Chen Mingzhu, Ru Xiaoying, Peng Yuhao, Li Xinyi, Huang Yang, Zhu Chunhua, Li Guangli, Shi Hongjuan
Guangdong Research Center on Reproductive Control and Breeding Technology of Indigenous Valuable Fish Species, Guangdong Provincial Key Laboratory of Aquatic Animal Disease Control and Healthy Culture, Fisheries College, Guangdong Ocean University, Zhanjiang 524088, China.
Development and Research Center for Biological Marine Resources, Southern Marine Science and Engineering Guangdong Laboratory (Zhanjiang), Zhanjiang 524025, China.
Comp Biochem Physiol Part D Genomics Proteomics. 2025 Jun 22;56:101572. doi: 10.1016/j.cbd.2025.101572.
Salinity is an important environmental factor, and fluctuations in saline-alkali levels that exceed the osmoregulatory capacity of fish may have profound effects on various physiological functions of teleosts. The greater amberjack is highly valued commercially owing to its rapid growth and excellent meat quality.

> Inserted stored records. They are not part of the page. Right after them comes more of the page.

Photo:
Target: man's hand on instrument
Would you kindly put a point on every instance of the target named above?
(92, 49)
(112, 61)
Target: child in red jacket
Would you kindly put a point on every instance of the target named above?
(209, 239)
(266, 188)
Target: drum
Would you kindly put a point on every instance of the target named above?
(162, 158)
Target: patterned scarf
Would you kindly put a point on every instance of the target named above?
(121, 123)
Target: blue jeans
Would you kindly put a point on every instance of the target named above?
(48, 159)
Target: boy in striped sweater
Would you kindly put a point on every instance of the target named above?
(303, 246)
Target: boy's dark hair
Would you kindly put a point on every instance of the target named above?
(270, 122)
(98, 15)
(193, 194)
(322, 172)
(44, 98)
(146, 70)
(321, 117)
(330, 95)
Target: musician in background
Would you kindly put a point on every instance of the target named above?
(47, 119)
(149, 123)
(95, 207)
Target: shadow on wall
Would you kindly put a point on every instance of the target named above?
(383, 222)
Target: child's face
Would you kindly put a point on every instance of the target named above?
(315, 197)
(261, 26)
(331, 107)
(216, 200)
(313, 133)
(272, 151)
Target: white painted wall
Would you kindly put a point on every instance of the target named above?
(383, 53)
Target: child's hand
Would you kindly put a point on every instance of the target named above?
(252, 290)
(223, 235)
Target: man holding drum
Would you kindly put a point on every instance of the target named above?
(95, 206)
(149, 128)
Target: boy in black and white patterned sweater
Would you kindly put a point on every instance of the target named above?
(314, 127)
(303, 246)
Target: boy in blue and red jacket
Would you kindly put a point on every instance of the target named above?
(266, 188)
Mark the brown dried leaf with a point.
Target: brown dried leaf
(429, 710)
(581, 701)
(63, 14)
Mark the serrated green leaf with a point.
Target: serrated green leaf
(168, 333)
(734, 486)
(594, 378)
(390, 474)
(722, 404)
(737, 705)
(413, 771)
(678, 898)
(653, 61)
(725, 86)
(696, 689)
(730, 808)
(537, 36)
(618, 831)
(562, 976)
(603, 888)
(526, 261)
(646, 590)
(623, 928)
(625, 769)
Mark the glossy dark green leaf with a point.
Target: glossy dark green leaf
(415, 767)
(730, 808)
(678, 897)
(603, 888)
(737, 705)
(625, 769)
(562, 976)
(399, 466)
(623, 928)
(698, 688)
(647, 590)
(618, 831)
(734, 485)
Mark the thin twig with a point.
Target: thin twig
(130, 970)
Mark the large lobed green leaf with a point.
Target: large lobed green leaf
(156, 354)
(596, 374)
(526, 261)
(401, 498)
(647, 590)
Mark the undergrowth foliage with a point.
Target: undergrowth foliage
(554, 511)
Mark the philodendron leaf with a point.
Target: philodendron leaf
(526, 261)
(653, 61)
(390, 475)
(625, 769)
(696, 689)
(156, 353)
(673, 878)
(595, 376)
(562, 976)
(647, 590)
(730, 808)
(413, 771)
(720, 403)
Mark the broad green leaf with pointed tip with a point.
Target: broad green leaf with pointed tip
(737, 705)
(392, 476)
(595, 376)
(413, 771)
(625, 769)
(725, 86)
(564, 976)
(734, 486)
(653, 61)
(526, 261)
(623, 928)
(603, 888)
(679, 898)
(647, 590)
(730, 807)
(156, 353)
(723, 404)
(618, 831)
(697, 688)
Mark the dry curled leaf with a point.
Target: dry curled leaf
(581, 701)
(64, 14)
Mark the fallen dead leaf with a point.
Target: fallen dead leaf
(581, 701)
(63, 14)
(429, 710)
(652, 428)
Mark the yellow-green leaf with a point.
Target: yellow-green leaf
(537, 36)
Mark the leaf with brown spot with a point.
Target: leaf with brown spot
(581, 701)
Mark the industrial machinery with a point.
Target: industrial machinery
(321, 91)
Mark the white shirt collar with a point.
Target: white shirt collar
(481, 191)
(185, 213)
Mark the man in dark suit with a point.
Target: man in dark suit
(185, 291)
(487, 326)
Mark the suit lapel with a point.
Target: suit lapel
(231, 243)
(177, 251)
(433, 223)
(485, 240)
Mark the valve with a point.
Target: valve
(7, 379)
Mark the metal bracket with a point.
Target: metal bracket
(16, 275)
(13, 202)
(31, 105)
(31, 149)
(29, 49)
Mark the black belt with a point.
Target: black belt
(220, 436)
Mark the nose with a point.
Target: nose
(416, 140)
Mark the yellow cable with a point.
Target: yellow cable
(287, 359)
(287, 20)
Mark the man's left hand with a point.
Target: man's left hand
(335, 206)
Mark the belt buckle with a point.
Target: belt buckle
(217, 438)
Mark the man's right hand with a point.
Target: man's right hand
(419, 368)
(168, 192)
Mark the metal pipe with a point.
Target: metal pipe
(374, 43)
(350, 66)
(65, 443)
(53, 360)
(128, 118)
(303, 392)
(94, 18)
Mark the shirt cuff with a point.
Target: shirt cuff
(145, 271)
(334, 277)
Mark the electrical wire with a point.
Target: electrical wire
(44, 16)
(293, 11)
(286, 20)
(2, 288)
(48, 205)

In this study, the juvenile greater amberjack were reared for 30 days under optimal salinity (30 ppt) as well as hypo- (20 ppt) and hyper-salinity (40 ppt) conditions. Histologically, the structure of the kidney was damaged under chronic salinity stress, characterized by hypertrophy at the edges of the columnar epithelial cells in the renal tubules, while the central side was tightened. Through comparative transcriptome analysis of the kidney, a total of 1103, 51, and 1711 differentially expressed genes (DEGs) were identified in the K20 vs. K30 (686 up- and 417 down-regulated), K40 vs. K30 (14 up- and 37 down-regulated), and K20 vs. K40 (1170 up- and 541 down-regulated) salinity stress groups, respectively. Certain DEGs enriched in the cell cytoskeleton (LOC111217621, tubb5, and LOC111234965) and cell apoptosis (tnfrsfa, LOC111218420, LOC111223891, LOC111223286, and bcl2) were identified by kidney transcriptome analysis in response to salinity stress. Furthermore, DEGs associated with lipid and carbohydrate metabolism (elovl6l, acsl4, msmo1, pck1, g6pc1, pfkfb3, and ldha), ion transport (kcnk5, slc4a4, slc9a3, slc41a1, and slc22a2), and immune response (nfkbiaa, nfkbia, and LOC111231462) were identified. These findings suggest that the cytoskeleton was damaged, along with variations in ion transport, lipid and carbohydrate metabolism, and immune responses to salinity stress. The current findings enhance our understanding of the physiological responses of greater amberjack to salinity stress, which could be beneficial in developing strategies to optimize the aquaculture and artificial breeding of this species in environments characterized by fluctuating salinity patterns.
盐度是一个重要的环境因素,盐碱水平的波动若超过鱼类的渗透压调节能力,可能会对硬骨鱼的各种生理功能产生深远影响。黄条鰤因其生长迅速和肉质优良而具有很高的商业价值。在本研究中,将幼年黄条鰤在最佳盐度(30‰)以及低盐度(20‰)和高盐度(40‰)条件下饲养30天。组织学观察发现,在慢性盐度胁迫下肾脏结构受损,其特征为肾小管柱状上皮细胞边缘肥大,而中央部分收紧。通过对肾脏进行比较转录组分析,在K20与K30(686个上调和417个下调)、K40与K30(14个上调和37个下调)以及K20与K40(1170个上调和541个下调)盐度胁迫组中分别鉴定出1103、51和1711个差异表达基因(DEG)。通过肾脏转录组分析,鉴定出某些在细胞骨架(LOC111217621、tubb5和LOC111234965)和细胞凋亡(tnfrsfa、LOC111218420、LOC111223891、LOC111223286和bcl2)中富集的DEG,以响应盐度胁迫。此外,还鉴定出与脂质和碳水化合物代谢(elovl6l、acsl4、msmo1、pck1、g6pc1、pfkfb3和ldha)、离子转运(kcnk5、slc4a4、slc9a3、slc41a1和slc22a2)以及免疫反应(nfkbiaa、nfkbia和LOC111231462)相关的DEG。这些发现表明,细胞骨架受损,同时离子转运、脂质和碳水化合物代谢以及对盐度胁迫的免疫反应也发生了变化。目前的研究结果增进了我们对黄条鰤对盐度胁迫生理反应的理解,这可能有助于制定策略,以优化该物种在盐度模式波动环境中的水产养殖和人工繁殖。